Das Buch des renommierten Soziologen Kaesler ist eine Spurensuche nach dem Vater, dem er durch wörtlich wiedergegebene Interviews mit seiner Mutter, einem späten Treffen mit diesem Vater und dem Inhalt einer überlieferten Kiste mit Briefen nachzuspüren versucht. Vielleicht bewusst hat er die schmerzhafte Aufdeckung erst vollendet, nachdem die Beteiligten alle verstorben sind.
Schonungslose Offenheit kennzeichnet das Buch, das in einem Heim der Lebensbornbewegung begann, in dem die verwitwete Mutter arbeitete. Der erste Mann gefallen, das ungeborene Kind verloren und nun hat die Frau einem verheirateten SS-Mann, der auch in diesen Heimen zu tun hat, ein Kind geschenkt. Immer wieder erlebt Kaesler das Verlassen-werden, mal haust er bei den Großeltern, mal wird er zur Kindererholung ins Heim geschickt, weil die Mutter krank durch Überlastung, Unterernährung und psychisch ausgelaugt ist und das sehr zarte Kind gekräftigt werden soll. Zur Konfirmation eröffnet sie dem Sohn, dass sein Vater nicht der gefallene Soldat ist, dessen Namen er trägt. Stattdessen ist er das uneheliche Kind eines „Don Juan“, der sein Sperma ungebremst in der Welt verstreut und für die Folgen auch noch bemitleidet werden will.
Wie viele Kriegswaisen wurde der Sohn von der Mutter als Partnerersatz symbiotisch gefesselt. Jahrelang hat sie sich vom Mann mit einem Eheversprechen hinhalten lassen, seine Ehefrau wolle keine Scheidung. Mit der nächsten Geliebten ist bei Kaeslers Mutter der Zug schon abgefahren, der inzwischen doch noch Geschiedene heiratet die schwangere Neue und verbittet sich weitere Bettelbriefe. Das Gefühl des Im-Stichgelassen-Seins durch den eigenen Vater verfolgt den Sohn verständlicherweise besonders, da seine eigenen Beziehungen scheitern und er sich nach den Gründen eigenen Handelns fragt. Beim einzigen Treffen Jahrzehnte später kommt es zu keinem echten Gespräch mit dem Erzeuger.

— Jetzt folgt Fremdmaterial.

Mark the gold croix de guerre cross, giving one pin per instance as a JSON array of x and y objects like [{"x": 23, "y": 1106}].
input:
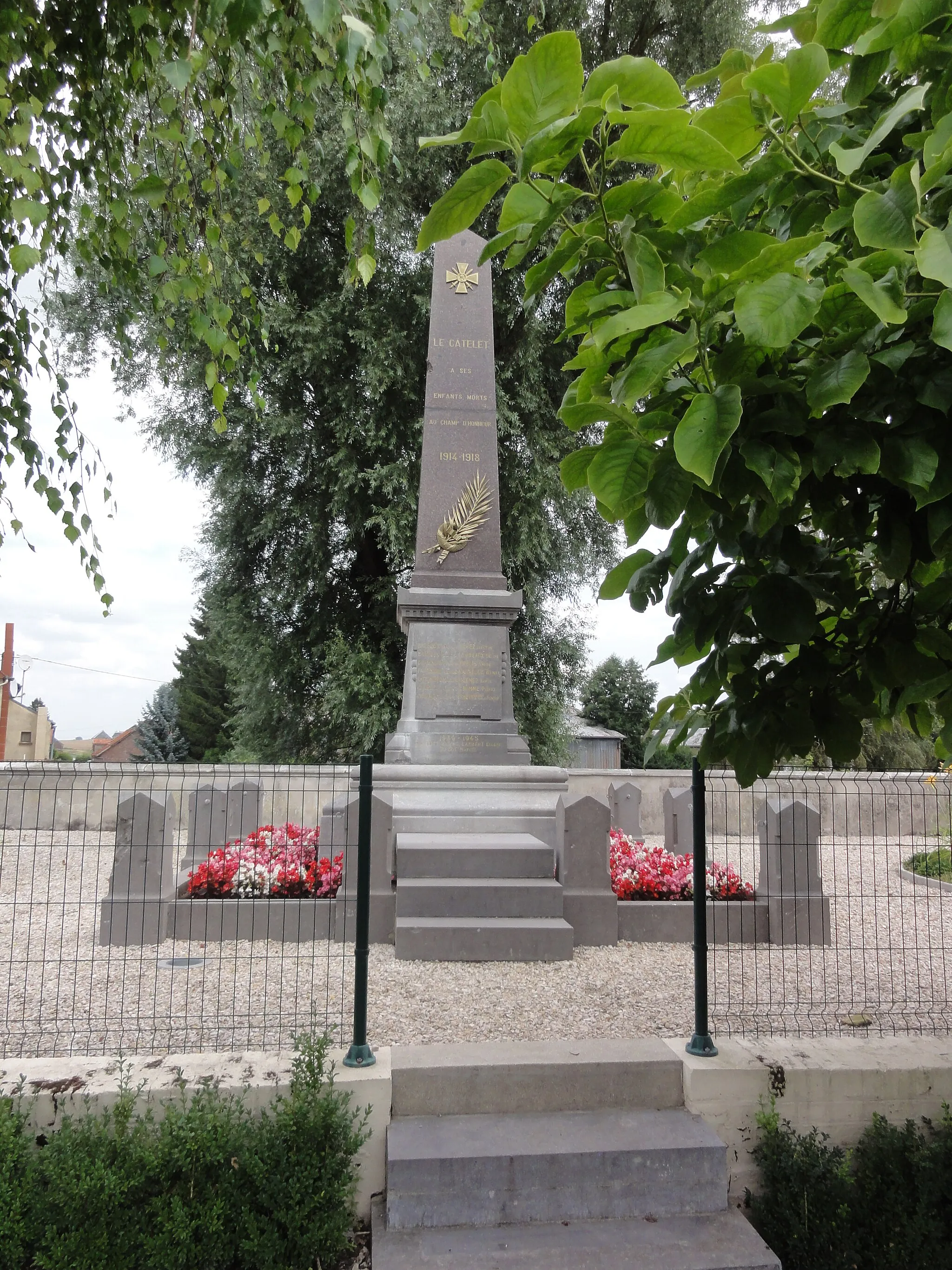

Hart war das Leben solcher Alleinerziehender in der unmittelbaren Nachkriegszeit, finanziell mehr als dürftig versorgt. Der Autor stellt seine Zitate und Interpretationen in allgemeinen Zusammenhang, informiert zu den Lebensbornheimen, Ideologie und Vorschriften der Nazizeit, die seine Kindheit beeinflussten, trägt Erinnerungen an ehemalige Nachbarn zusammen und stellt die enttäuschten Erwartungen der Großeltern in Rechnung. Die Summe hat – bei allem Selbstbewusstsein über seine berufliche Karriere – seine private Bindungsfähigkeit beeinträchtigt. Es wäre Kaesler zu wünschen, dass die empfehlenswerte Veröffentlichung in dieser Hinsicht noch eine positive Wirkung entfaltet. Ähnliche Schicksale wird es wohl zuhauf geben, nicht zuletzt wieder im aktuellen Krieg.
Dirk Kaesler, Jahrgang 1944, ist emeritierter Universitätsprofessor für Soziologie. Seine soziologische Sichtweise ist geprägt durch seine jahrzehntelange Beschäftigung mit Max Weber, Norbert Elias, Erving Goffman und Pierre Bourdieu. Kaeslers Freude an erzählerischer Darstellungsweise wurde dokumentiert in seiner viel beachteten Biografie Max Webers.